The enormous scope of the leak has prompted the government in Pretoria to announce a full investigation into the "purported leakage, its veracity and verification," said the Minister of State Security, David Mahlobo.

At first glance, the Spy Cables are reminiscent of the last big leak story that hit the world: Edward Snowden's revelations about the NSA. It's hard now to imagine a world without the NSA and associates across the English speaking world using highly developed surveillance techniques to spy on citizens. The whistleblower has collected many different privacy and freedom of speech awards and the documentary "Citizenfour" about him has even won an Oscar.

But there's a decisive difference between Snowden's revelations and the Spy Cables. The documents leaked by Snowden focused on intelligence related to technology, or electronic signals intelligence referred to "SIGINT" in intelligence circles.

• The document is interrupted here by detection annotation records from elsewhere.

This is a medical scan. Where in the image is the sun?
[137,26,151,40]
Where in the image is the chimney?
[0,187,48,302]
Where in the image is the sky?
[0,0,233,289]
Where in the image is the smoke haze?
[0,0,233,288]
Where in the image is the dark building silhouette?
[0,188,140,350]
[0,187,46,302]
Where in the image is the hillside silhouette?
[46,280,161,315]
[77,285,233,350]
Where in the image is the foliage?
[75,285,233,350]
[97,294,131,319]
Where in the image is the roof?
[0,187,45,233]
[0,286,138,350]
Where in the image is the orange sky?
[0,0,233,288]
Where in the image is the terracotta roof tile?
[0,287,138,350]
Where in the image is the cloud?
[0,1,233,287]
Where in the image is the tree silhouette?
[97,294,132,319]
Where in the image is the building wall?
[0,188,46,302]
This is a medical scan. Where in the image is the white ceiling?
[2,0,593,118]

The Spy Cables reveal information about agents and direct communications between spies and agency members, known as human intelligence, or "HUMINT."

But the US intelligence leak has softened the blow for South Africa's SSA at least a little, Phillip Dewet said. "If it hadn't been for the USA's Snowden leaks, this would've been even more embarrassing," Dewet said. "Worse has happened to other countries before, so it takes the edge off it slightly."

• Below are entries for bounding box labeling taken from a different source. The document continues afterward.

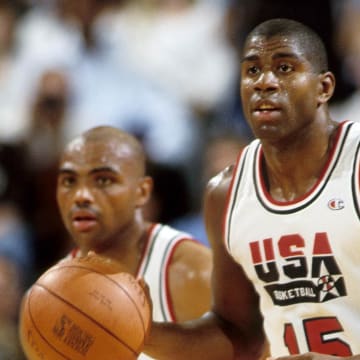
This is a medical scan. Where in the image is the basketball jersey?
[70,223,197,360]
[224,122,360,356]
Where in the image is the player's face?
[57,141,148,252]
[241,36,320,141]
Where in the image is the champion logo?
[328,199,345,210]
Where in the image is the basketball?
[19,255,151,360]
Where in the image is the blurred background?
[0,0,360,360]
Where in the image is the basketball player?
[57,127,212,359]
[145,19,360,360]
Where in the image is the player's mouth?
[71,211,97,232]
[252,101,281,121]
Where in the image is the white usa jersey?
[224,122,360,356]
[69,223,197,360]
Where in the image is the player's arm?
[168,240,212,322]
[204,167,266,359]
[144,167,265,360]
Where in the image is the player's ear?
[136,176,154,207]
[318,71,335,106]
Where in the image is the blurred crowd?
[0,0,360,360]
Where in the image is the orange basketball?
[19,256,151,360]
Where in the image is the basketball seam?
[45,264,146,338]
[35,280,139,360]
[27,290,71,360]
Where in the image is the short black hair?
[245,18,329,73]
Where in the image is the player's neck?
[262,121,338,201]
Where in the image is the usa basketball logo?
[328,199,345,210]
[318,275,335,292]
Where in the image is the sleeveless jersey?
[224,122,360,356]
[69,223,197,360]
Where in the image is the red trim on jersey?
[135,223,157,278]
[256,122,345,206]
[163,238,194,322]
[222,146,246,249]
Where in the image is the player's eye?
[247,65,259,75]
[95,176,114,187]
[59,176,76,187]
[279,64,294,73]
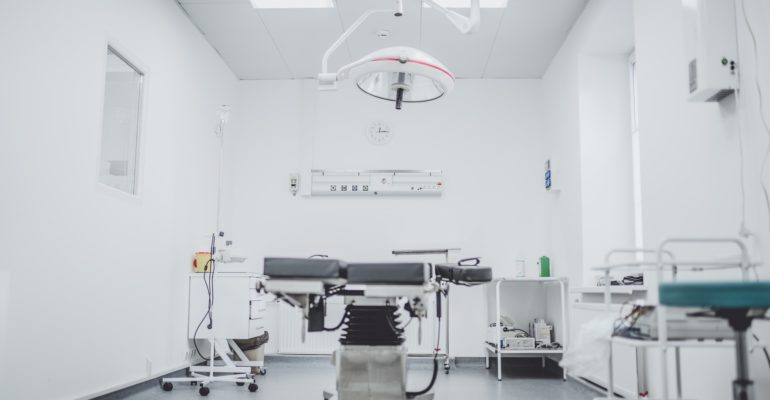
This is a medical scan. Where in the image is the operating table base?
[324,345,433,400]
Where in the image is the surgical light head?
[318,0,480,110]
[338,47,455,110]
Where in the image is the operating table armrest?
[435,264,492,286]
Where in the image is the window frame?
[96,44,149,200]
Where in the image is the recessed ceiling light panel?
[422,0,508,8]
[251,0,334,8]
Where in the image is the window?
[99,47,144,195]
[628,52,644,250]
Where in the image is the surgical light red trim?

Edward Snowden. (Photo: EPA/Photo courtesy of The Guardian)
The Spy Cables markedly differ from Edward Snowden's leaksImage: picture-alliance/dpa

Bad consequences for whistleblowers?

South African politicians take the leak very seriously. The opposition Democratic Alliance (DA) party has urgently called for a briefing to the parliamentary joint standing committee on intelligence. Free speech activists worry that the Spy Cables could be used as a pretense to push for harsh legislation that campaigners say could have a chilling effect on whistleblowers and journalists. A DA spokesman warned of the so-called "secrecy bill," which has long been delayed and threatens whistleblowers with prison sentences of up to 25 years.

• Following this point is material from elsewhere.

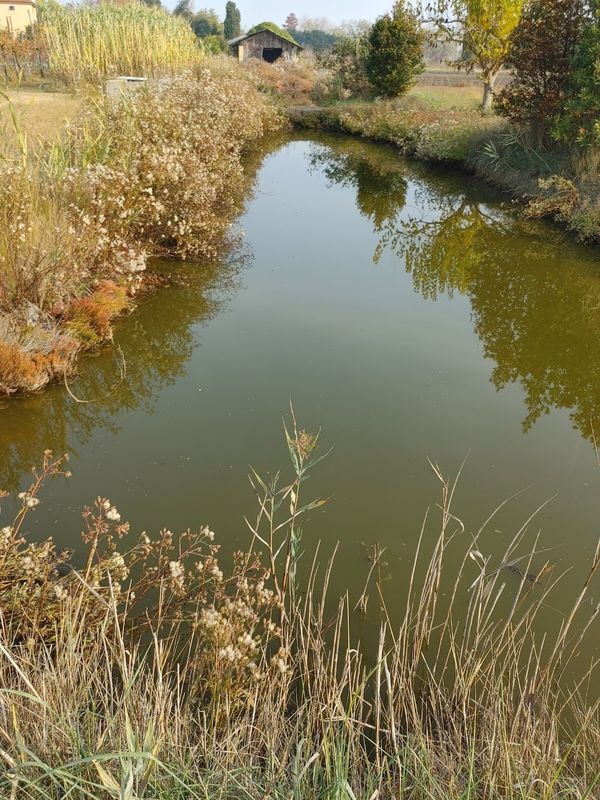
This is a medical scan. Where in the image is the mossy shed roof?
[229,22,304,50]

One thing that South Africa doesn't have to worry about - at least according to Phillip Dewet - is that foreign intelligence agencies will now cease their cooperation with the SSA because of distrust. After all, the Spy Cables also reveal how other nations rely on South Africa to help them fight terrorism, said Dewet: "Stopping the flow of intelligence information isn't an option, because that will be to the detriment of both sides."